Editor’s note: Due to the Independence Day holiday in the US we'd like to pause
and celebrate one of our most popular guest posts from the past quarter. The
following is a re-post of guest post SharePoint Paul Olenick
Overview of the new eDiscovery features available in SharePoint 2013
As you have no doubt heard, or seen for yourself by now, SharePoint 2013 represents massive leaps forward in many areas of the platform. One such area that doesn’t get a whole lot of attention is eDiscovery.
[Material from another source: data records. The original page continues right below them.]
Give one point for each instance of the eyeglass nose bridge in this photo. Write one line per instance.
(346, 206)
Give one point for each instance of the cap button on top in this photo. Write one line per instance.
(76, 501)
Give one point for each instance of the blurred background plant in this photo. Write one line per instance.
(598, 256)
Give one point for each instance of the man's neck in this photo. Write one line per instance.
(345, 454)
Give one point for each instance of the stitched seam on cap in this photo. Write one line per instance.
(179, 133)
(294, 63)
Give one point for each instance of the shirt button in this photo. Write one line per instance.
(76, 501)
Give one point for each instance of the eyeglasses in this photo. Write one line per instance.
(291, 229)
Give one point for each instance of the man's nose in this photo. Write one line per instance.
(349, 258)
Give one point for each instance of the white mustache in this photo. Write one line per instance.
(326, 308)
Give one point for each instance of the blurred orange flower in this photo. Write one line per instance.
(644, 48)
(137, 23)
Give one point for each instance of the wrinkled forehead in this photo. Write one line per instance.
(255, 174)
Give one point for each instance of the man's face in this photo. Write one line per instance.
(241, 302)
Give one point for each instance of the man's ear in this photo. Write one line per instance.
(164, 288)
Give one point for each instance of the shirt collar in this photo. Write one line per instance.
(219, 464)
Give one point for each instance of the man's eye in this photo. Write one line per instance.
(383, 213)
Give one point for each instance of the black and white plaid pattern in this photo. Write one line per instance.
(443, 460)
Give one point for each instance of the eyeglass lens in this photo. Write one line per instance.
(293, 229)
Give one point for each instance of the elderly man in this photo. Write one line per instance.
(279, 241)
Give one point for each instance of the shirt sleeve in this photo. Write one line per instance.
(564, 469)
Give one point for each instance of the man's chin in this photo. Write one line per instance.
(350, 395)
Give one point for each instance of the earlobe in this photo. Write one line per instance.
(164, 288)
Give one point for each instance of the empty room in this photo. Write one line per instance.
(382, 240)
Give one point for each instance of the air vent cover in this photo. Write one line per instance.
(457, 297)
This article is meant to serve as an introduction and overview of SharePoint 2013's new eDiscovery capabilities.
If you work in the legal or eDiscovery space I don't have to tell you how critical it is to have powerful, accurate and efficient eDiscovery tools but for those of you who don't know what eDiscovery is I'll provide a brief overview.
eDiscovery, or electronic discovery, is the process of discovering (finding) electronically stored information that is relevant to legal matters such as litigation, audits and investigations. Though it is called eDiscovery, the process typically entails more than just the discovery. The main stages of the process are roughly:
1. Discovery – Find the relevant content
2. Preservation – Place content on legal hold to prevent data destruction
3. Collection – Collect and send relevant content to be processed
4. Processing – Prepare files to be loaded into a document review platform
5. Review – Attorneys determine which content will be provided to opposition
6. Production – Provide relevant content to opposition
The SharePoint 2013 eDiscovery functionality focusses on the first three stages.
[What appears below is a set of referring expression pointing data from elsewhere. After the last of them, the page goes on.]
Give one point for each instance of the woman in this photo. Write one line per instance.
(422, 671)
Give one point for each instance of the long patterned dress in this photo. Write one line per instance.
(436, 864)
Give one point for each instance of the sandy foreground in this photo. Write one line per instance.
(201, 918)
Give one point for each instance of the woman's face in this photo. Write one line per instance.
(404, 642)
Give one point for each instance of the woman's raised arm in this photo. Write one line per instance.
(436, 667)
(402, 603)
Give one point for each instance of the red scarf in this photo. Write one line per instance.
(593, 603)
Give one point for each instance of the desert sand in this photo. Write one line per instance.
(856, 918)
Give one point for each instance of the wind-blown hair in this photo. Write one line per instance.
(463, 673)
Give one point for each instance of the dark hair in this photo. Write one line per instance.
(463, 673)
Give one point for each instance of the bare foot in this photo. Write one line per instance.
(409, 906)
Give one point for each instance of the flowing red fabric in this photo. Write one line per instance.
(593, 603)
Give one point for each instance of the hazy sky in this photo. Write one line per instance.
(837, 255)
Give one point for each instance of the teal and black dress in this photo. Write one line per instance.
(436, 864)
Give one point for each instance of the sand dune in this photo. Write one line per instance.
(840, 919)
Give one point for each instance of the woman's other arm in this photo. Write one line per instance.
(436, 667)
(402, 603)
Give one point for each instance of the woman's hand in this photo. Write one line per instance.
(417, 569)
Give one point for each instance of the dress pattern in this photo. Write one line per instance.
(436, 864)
It should also be pointed out that eDiscovey is an extraordinarily expensive process. The most expensive aspect being the fees associated with attorneys reviewing the electronic content. The better tools we have for identifying relevant content (and weeding out anything non-essential), the less content will be presented to the lawyers resulting in cost savings. So those fist three steps that SharePoint will be involved in are crucial to get right and can represent massive savings.
Now those of you who have worked with SharePoint for a long time may know that SharePoint already included eDiscovery functionality.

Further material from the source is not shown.